Written By Gary Spirer Published February 10th, 2010

Need a quick plan to land a government contract without going through a lot of tape. Read on.

Step 1. * Obtain a CCR profile *

Register with the Central Contractor Registry (CCR) to qualify to bid on government contracts. Be sure to prepare a profile that separates you from competition.

Step 2. * Find the list of procurements and contracting leads *

Go to the Commerce Business Daily, which lists contracting information and procurement actions. Also visit GovCon, which provides a condensed version of procurement information. If you are interested in Defense, contact the Defense Electronic Information Center at 1-800-334-3414.

Step 3. *Market your business to the government*

Prepare a one-page description that showcases the abilities of your firm and then introduce your company to a contracting officer at the government agency you’ve selected from Step 1. You may also complete a Standard Form (SF) 129, Solicitation Mailing List Application, and sending a copy to each agency you are interested in to get on their mailing lists. Join the Small Business Administration’s PRO-NET, which is a free service that the government uses to find businesses to fulfill procurement contracts.

Step 4. *Increase the odds of landing a contract – get 8(a) certified*

Highlight your firm’s need for a government contract by completing the Small Business Administration’s 8(a) certification process. By doing so, the odds that your firm will land a contract increase greatly since the Small Business Administration has associations with federal purchasing agents and functions as a prime contractor, which in turn gets contracts for 8(a) certified firms. There is usually a two-week waiting period.

Step 5. *Find a matchmaker*

Search for the Business matchmaking program near you on Google. The program is designed to match businesses with federal, state, and county government agencies that have contracts for these businesses. These programs can be found online or at major local events.

Step 6. * Protect your business from contracting scams *

Obtain a copy of the Federal Acquisition Regulations form, which outlines current contracting regulations to prevent scams.

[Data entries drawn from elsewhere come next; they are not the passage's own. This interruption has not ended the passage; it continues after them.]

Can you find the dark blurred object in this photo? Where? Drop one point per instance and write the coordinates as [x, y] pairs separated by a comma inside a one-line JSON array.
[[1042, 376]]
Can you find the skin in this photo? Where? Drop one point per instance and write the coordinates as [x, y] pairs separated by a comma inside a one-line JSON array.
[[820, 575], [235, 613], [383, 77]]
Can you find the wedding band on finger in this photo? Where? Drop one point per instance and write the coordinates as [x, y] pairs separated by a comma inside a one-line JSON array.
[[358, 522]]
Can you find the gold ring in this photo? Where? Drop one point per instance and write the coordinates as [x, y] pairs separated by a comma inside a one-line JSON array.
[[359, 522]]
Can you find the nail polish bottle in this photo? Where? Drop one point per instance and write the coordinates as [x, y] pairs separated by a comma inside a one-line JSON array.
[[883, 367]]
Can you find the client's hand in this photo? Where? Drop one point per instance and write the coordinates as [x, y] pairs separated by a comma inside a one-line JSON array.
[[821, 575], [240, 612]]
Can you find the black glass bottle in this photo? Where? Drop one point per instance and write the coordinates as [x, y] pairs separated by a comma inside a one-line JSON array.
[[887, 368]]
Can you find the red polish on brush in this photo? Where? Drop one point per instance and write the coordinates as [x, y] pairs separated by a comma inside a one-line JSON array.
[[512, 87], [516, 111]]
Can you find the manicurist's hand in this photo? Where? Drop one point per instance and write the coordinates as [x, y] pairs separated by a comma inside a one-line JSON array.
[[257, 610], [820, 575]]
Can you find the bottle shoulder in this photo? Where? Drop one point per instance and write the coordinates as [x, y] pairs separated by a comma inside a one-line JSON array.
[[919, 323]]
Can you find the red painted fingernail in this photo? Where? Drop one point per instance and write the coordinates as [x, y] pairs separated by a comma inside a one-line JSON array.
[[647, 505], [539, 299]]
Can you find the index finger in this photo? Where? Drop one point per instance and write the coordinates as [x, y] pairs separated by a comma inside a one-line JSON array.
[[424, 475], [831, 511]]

Step 7. * Present your Request for Proposals (RFP)*

The Request for Proposal is a invitational form for businesses to bid on government contracts and projects. These notices can be found in newspapers, government agencies, and publications. Nothing further. That’s it! Remember that although competition can be fierce these days, by landing a government contract you can be sure that is one client whose paycheck you can rely.